So I think you come up with two numbers. The first is a number (not necessarily an agreed number, but a requested number) just to honour existing commitments and to guarantee some basics going forward.

The second number would take a bit longer to come up with, but would basically be what “the best” relationship would cost going forward. And the UK and EU could each decide what “the best” relationship looks like, or whether the price the other side wants is worth paying. Again I realise a lot of stuff is intertwined so I’m not just talking about money here.

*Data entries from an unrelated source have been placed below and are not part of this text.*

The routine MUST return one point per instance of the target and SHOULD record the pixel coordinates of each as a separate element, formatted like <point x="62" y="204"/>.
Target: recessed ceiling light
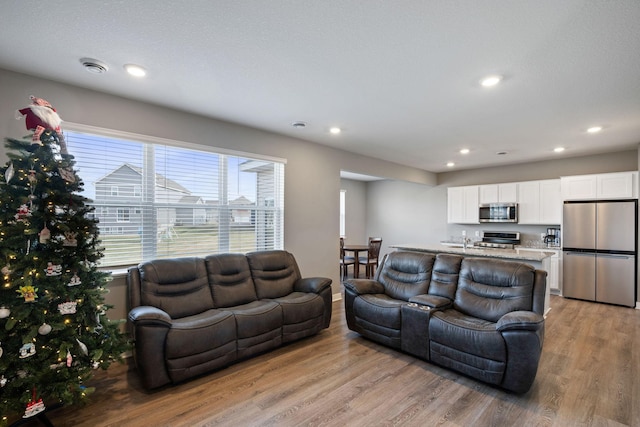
<point x="490" y="81"/>
<point x="94" y="66"/>
<point x="135" y="70"/>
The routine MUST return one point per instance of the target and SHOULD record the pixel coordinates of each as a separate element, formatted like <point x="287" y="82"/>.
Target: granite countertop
<point x="522" y="254"/>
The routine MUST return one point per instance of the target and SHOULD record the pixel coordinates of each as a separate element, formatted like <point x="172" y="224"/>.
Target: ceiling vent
<point x="94" y="66"/>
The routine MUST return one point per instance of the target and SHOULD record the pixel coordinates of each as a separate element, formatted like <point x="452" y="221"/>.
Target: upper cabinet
<point x="619" y="185"/>
<point x="498" y="193"/>
<point x="539" y="202"/>
<point x="462" y="205"/>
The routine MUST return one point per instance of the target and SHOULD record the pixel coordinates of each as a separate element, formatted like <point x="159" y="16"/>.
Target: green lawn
<point x="186" y="241"/>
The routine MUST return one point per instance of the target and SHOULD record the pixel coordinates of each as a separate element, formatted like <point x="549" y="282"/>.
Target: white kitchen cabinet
<point x="618" y="185"/>
<point x="539" y="202"/>
<point x="462" y="205"/>
<point x="498" y="193"/>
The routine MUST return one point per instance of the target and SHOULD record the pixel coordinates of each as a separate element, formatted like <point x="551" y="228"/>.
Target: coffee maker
<point x="552" y="239"/>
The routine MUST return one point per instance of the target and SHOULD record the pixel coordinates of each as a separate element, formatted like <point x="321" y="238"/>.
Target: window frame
<point x="276" y="212"/>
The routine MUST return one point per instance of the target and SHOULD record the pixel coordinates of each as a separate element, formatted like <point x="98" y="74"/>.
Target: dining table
<point x="356" y="249"/>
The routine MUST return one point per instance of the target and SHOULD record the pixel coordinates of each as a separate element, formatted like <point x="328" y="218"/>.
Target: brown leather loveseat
<point x="482" y="317"/>
<point x="189" y="316"/>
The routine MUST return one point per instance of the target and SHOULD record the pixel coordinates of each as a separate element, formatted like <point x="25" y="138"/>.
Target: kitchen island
<point x="538" y="259"/>
<point x="519" y="254"/>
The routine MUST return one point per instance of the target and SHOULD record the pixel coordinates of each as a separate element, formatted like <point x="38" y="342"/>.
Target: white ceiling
<point x="400" y="77"/>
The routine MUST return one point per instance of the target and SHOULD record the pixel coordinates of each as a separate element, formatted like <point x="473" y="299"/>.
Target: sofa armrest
<point x="364" y="286"/>
<point x="431" y="301"/>
<point x="148" y="315"/>
<point x="520" y="320"/>
<point x="312" y="284"/>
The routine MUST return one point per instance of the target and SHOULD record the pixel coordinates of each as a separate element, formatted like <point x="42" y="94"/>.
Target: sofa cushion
<point x="379" y="317"/>
<point x="201" y="333"/>
<point x="200" y="343"/>
<point x="177" y="286"/>
<point x="258" y="326"/>
<point x="490" y="288"/>
<point x="444" y="279"/>
<point x="274" y="273"/>
<point x="406" y="274"/>
<point x="468" y="344"/>
<point x="230" y="280"/>
<point x="302" y="313"/>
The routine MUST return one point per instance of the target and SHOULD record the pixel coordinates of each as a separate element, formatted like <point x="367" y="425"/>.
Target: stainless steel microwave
<point x="498" y="212"/>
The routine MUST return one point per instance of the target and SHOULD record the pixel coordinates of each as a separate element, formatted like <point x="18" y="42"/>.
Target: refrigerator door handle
<point x="614" y="256"/>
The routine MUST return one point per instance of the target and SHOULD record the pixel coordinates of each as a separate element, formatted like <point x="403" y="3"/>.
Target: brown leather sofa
<point x="189" y="316"/>
<point x="482" y="317"/>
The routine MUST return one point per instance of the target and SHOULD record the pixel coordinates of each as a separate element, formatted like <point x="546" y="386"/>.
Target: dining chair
<point x="371" y="260"/>
<point x="345" y="261"/>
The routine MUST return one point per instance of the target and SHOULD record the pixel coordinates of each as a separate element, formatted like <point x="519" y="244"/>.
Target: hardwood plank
<point x="588" y="376"/>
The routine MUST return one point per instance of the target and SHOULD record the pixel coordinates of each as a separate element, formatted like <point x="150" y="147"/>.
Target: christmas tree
<point x="53" y="327"/>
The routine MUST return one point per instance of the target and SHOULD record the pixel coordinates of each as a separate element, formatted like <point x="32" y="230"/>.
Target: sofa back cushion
<point x="178" y="286"/>
<point x="405" y="274"/>
<point x="490" y="288"/>
<point x="230" y="280"/>
<point x="274" y="273"/>
<point x="444" y="279"/>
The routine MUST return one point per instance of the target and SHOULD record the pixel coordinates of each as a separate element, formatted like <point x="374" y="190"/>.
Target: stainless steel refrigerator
<point x="599" y="251"/>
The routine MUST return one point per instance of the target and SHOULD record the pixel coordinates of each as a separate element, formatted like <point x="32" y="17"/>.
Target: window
<point x="156" y="198"/>
<point x="343" y="210"/>
<point x="123" y="215"/>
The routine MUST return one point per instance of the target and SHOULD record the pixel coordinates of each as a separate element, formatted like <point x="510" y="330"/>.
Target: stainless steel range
<point x="498" y="240"/>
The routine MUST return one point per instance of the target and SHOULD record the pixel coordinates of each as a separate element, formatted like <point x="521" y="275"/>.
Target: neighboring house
<point x="119" y="200"/>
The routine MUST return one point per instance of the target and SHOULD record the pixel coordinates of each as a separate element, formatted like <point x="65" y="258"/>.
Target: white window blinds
<point x="155" y="200"/>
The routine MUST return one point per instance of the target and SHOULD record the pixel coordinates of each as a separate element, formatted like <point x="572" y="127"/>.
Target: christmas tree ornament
<point x="8" y="174"/>
<point x="40" y="116"/>
<point x="70" y="239"/>
<point x="23" y="213"/>
<point x="75" y="280"/>
<point x="83" y="347"/>
<point x="31" y="177"/>
<point x="68" y="307"/>
<point x="27" y="350"/>
<point x="34" y="407"/>
<point x="53" y="269"/>
<point x="45" y="235"/>
<point x="44" y="329"/>
<point x="28" y="292"/>
<point x="67" y="174"/>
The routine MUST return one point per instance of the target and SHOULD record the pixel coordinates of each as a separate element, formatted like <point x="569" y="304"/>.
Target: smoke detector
<point x="94" y="66"/>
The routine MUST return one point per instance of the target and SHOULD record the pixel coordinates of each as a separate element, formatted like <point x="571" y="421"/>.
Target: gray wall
<point x="356" y="211"/>
<point x="312" y="174"/>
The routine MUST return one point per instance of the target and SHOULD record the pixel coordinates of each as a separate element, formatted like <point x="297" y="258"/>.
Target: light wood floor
<point x="588" y="375"/>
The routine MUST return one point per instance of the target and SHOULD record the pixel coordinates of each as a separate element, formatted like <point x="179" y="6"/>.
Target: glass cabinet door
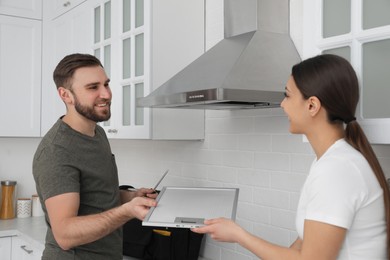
<point x="359" y="31"/>
<point x="120" y="42"/>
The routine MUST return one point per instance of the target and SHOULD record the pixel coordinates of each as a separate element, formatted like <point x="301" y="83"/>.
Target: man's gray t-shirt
<point x="68" y="161"/>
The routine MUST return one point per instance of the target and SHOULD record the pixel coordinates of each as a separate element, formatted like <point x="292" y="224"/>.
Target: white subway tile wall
<point x="248" y="149"/>
<point x="266" y="163"/>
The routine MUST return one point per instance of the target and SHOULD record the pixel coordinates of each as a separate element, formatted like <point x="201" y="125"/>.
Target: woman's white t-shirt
<point x="342" y="190"/>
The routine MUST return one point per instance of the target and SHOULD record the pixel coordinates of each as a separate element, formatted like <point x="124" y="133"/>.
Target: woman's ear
<point x="314" y="105"/>
<point x="66" y="95"/>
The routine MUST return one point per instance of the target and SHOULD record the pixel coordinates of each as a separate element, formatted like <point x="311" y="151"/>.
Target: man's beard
<point x="89" y="112"/>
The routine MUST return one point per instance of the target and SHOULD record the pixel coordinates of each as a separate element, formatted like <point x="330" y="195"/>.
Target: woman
<point x="343" y="211"/>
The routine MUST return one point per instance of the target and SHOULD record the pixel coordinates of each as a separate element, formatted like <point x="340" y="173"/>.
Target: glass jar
<point x="8" y="195"/>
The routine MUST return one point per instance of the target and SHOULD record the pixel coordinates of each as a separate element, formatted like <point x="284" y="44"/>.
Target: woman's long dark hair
<point x="334" y="82"/>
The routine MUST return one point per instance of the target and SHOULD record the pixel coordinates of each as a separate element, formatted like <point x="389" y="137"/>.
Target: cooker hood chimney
<point x="247" y="69"/>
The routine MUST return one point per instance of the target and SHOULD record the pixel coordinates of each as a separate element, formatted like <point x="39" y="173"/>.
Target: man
<point x="75" y="172"/>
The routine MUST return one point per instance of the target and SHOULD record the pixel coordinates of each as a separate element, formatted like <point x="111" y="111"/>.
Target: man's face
<point x="92" y="93"/>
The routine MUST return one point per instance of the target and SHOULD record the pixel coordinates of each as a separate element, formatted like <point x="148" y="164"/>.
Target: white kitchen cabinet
<point x="20" y="76"/>
<point x="69" y="33"/>
<point x="59" y="7"/>
<point x="360" y="32"/>
<point x="142" y="44"/>
<point x="23" y="250"/>
<point x="22" y="8"/>
<point x="5" y="248"/>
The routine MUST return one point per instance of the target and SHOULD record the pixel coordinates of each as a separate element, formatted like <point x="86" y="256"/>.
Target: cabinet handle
<point x="112" y="131"/>
<point x="27" y="250"/>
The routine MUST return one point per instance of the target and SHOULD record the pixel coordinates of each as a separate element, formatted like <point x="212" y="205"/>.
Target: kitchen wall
<point x="248" y="149"/>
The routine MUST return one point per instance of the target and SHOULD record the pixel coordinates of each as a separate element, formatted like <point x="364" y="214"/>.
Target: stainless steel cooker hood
<point x="247" y="69"/>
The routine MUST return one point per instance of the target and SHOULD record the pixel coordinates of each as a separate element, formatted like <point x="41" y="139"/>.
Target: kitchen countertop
<point x="32" y="229"/>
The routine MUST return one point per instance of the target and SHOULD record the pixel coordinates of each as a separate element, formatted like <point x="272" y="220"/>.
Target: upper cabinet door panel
<point x="55" y="8"/>
<point x="20" y="76"/>
<point x="23" y="8"/>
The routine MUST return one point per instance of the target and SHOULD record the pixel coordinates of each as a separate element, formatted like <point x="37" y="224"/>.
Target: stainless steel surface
<point x="159" y="181"/>
<point x="246" y="69"/>
<point x="184" y="206"/>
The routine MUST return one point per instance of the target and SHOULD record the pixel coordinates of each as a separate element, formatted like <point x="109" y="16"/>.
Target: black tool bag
<point x="156" y="243"/>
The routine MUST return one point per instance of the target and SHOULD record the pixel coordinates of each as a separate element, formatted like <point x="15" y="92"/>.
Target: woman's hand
<point x="221" y="229"/>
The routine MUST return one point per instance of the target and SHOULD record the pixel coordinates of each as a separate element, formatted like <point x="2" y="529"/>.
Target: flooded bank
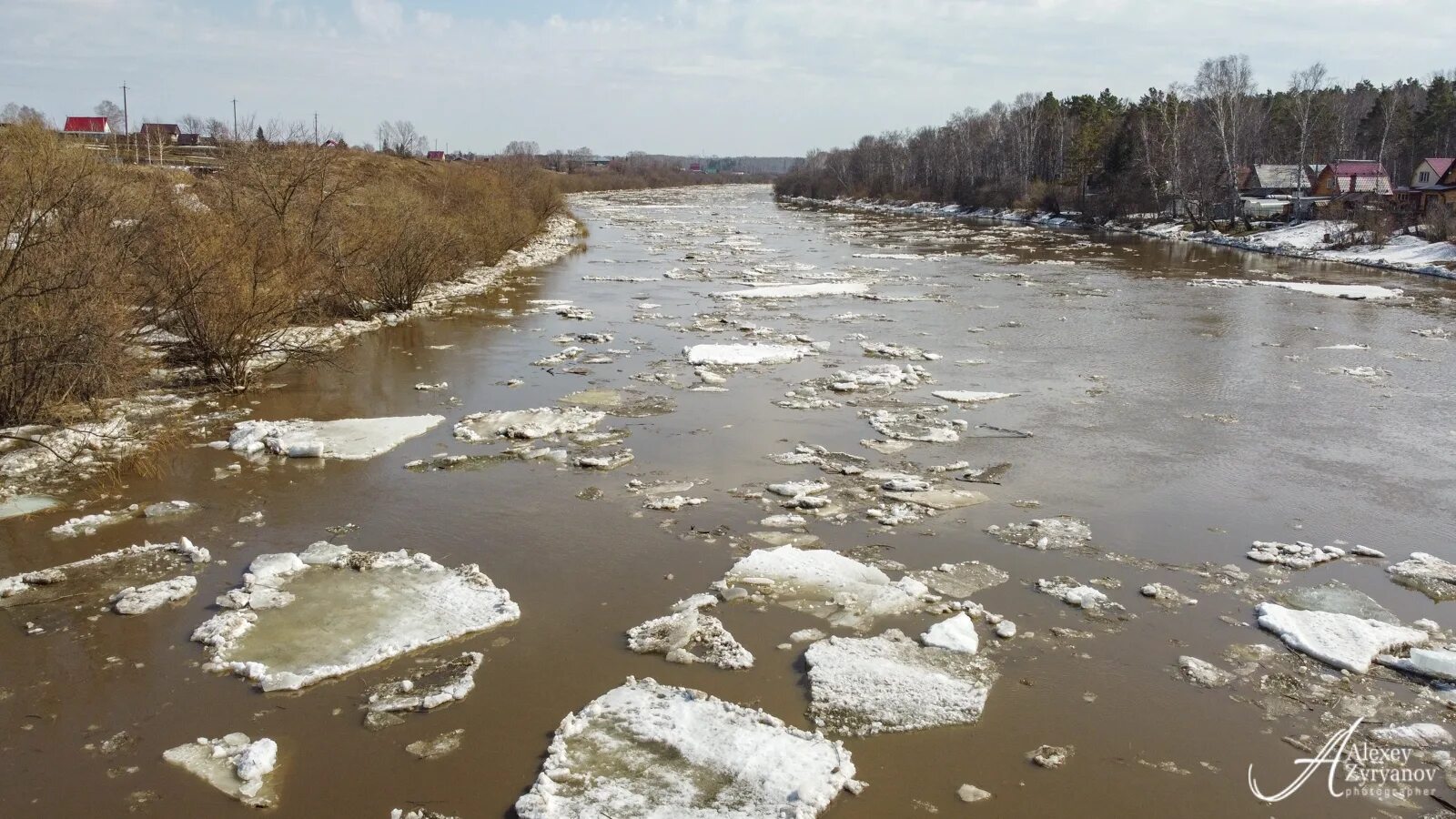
<point x="800" y="379"/>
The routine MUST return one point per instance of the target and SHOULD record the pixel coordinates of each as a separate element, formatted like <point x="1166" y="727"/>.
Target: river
<point x="1179" y="421"/>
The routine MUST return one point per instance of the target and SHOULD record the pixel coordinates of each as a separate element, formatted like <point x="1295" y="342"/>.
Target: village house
<point x="1433" y="184"/>
<point x="89" y="127"/>
<point x="1353" y="178"/>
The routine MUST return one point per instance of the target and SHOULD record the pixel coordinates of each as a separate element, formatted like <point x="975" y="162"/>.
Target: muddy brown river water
<point x="1179" y="421"/>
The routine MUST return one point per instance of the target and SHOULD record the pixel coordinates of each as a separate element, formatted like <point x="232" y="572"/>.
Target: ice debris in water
<point x="1337" y="639"/>
<point x="538" y="423"/>
<point x="733" y="354"/>
<point x="689" y="636"/>
<point x="433" y="683"/>
<point x="885" y="683"/>
<point x="233" y="763"/>
<point x="142" y="599"/>
<point x="1074" y="593"/>
<point x="347" y="439"/>
<point x="827" y="584"/>
<point x="645" y="749"/>
<point x="1427" y="574"/>
<point x="300" y="618"/>
<point x="1045" y="533"/>
<point x="956" y="634"/>
<point x="1293" y="555"/>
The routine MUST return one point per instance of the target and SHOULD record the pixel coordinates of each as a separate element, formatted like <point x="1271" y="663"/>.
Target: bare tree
<point x="1303" y="87"/>
<point x="1227" y="86"/>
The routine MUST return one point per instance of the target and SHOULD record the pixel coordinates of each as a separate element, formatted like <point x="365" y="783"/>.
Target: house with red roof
<point x="1353" y="178"/>
<point x="1433" y="184"/>
<point x="86" y="127"/>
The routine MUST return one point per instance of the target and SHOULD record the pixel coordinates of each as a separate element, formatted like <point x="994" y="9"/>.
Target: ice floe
<point x="233" y="763"/>
<point x="538" y="423"/>
<point x="1336" y="639"/>
<point x="648" y="749"/>
<point x="826" y="584"/>
<point x="347" y="439"/>
<point x="885" y="683"/>
<point x="344" y="611"/>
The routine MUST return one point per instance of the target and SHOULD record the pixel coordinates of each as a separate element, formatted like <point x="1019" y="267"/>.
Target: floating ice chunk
<point x="733" y="354"/>
<point x="1416" y="734"/>
<point x="431" y="685"/>
<point x="1293" y="555"/>
<point x="939" y="499"/>
<point x="133" y="599"/>
<point x="654" y="751"/>
<point x="538" y="423"/>
<point x="798" y="290"/>
<point x="826" y="584"/>
<point x="688" y="637"/>
<point x="233" y="763"/>
<point x="970" y="397"/>
<point x="1045" y="533"/>
<point x="1427" y="574"/>
<point x="347" y="439"/>
<point x="1340" y="640"/>
<point x="1356" y="292"/>
<point x="885" y="683"/>
<point x="1203" y="672"/>
<point x="1074" y="593"/>
<point x="957" y="634"/>
<point x="349" y="611"/>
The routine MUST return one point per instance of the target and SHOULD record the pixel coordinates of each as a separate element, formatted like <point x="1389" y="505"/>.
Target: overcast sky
<point x="670" y="76"/>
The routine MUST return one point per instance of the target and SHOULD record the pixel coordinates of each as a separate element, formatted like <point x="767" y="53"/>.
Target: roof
<point x="86" y="126"/>
<point x="1279" y="177"/>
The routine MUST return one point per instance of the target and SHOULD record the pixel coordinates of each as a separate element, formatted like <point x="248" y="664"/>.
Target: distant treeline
<point x="1110" y="157"/>
<point x="106" y="266"/>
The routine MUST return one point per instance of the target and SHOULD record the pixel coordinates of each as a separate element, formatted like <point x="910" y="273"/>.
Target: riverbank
<point x="48" y="460"/>
<point x="1305" y="241"/>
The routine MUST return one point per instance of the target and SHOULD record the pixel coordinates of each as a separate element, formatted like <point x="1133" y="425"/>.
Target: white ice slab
<point x="654" y="751"/>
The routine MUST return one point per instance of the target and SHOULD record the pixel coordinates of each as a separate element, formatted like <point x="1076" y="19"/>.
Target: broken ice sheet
<point x="298" y="618"/>
<point x="99" y="577"/>
<point x="431" y="683"/>
<point x="233" y="763"/>
<point x="885" y="683"/>
<point x="824" y="583"/>
<point x="645" y="749"/>
<point x="347" y="439"/>
<point x="538" y="423"/>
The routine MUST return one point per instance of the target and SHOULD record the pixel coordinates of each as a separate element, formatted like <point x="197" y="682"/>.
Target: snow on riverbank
<point x="1314" y="239"/>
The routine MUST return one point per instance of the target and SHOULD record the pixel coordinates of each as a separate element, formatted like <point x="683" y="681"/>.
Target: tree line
<point x="1108" y="157"/>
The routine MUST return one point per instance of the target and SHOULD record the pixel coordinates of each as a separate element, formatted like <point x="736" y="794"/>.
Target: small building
<point x="1353" y="178"/>
<point x="86" y="127"/>
<point x="160" y="133"/>
<point x="1433" y="186"/>
<point x="1279" y="179"/>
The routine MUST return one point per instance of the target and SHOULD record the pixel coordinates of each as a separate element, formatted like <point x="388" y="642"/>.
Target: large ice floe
<point x="300" y="618"/>
<point x="654" y="751"/>
<point x="1340" y="640"/>
<point x="734" y="354"/>
<point x="347" y="439"/>
<point x="824" y="583"/>
<point x="538" y="423"/>
<point x="885" y="683"/>
<point x="233" y="763"/>
<point x="689" y="636"/>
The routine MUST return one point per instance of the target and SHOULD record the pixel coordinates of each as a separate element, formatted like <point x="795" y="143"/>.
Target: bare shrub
<point x="66" y="314"/>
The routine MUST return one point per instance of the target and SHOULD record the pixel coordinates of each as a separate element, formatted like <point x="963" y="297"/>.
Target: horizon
<point x="679" y="79"/>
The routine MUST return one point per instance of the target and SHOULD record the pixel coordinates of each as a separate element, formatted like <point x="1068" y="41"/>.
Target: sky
<point x="764" y="77"/>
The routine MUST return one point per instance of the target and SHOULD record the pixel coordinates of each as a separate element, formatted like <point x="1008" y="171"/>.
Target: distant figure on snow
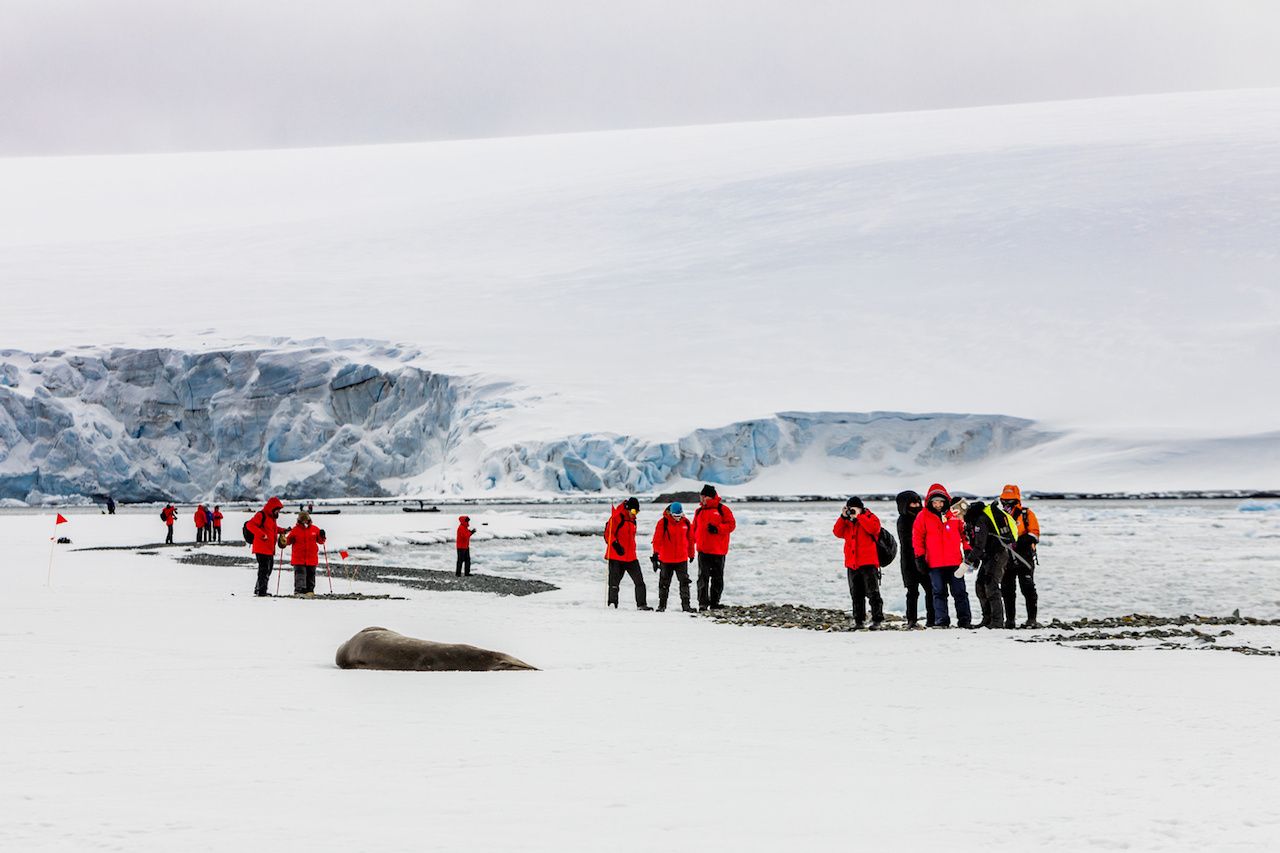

In terms of making (the UK) parliament (and therefore the public) aware of where we are in the process, I think the UK government acts almost as a broker. “The EU wants us to pay £xbn/year for access to y“, and let (the UK) parliament decide whether to agree or not. In that way, you don’t need to rely upon any skill in negotiations – the UK government, or some appointee, simply relays what the EU is asking for, and the UK parliament decides whether this is acceptable or not. And, if the EU asks for £10bn for access to something which the UK parliament judges is only worth £5bn, then the UK walks away and everybody loses. So it is in the EU’s interests to be reasonable. In any case, if all this is made public, then when people say “the EU wants to punish us to stop other countries leaving”, this is something that we can all judge for ourselves. Possibly one reason for trying to obfuscate the process (as I think the UK government has done) is that they wanted a bigger role in the process. But I don’t think, with the highest turnout this century in the 2016 poll, that the people of the UK (and, by implication, parliament) were ever prepared to accept opacity. Plus, of course, this has dogged the UK government all the way.

I must admit I was very surprised when, early on in the negotiations, the sum of £39bn (which the UK would pay to the EU) was mentioned, before any detail was made public. I thought, if this is just the price to honour existing commitments, then we will have another bill, an ongoing cost, to cover the future relationship. But as time has gone on, nobody has talked about this, even to say “this bill is zero”. If the £39bn was intended to cover the cost of the future relationship as well, then how could anybody possibly know that number without also knowing what the details of the future relationship would be?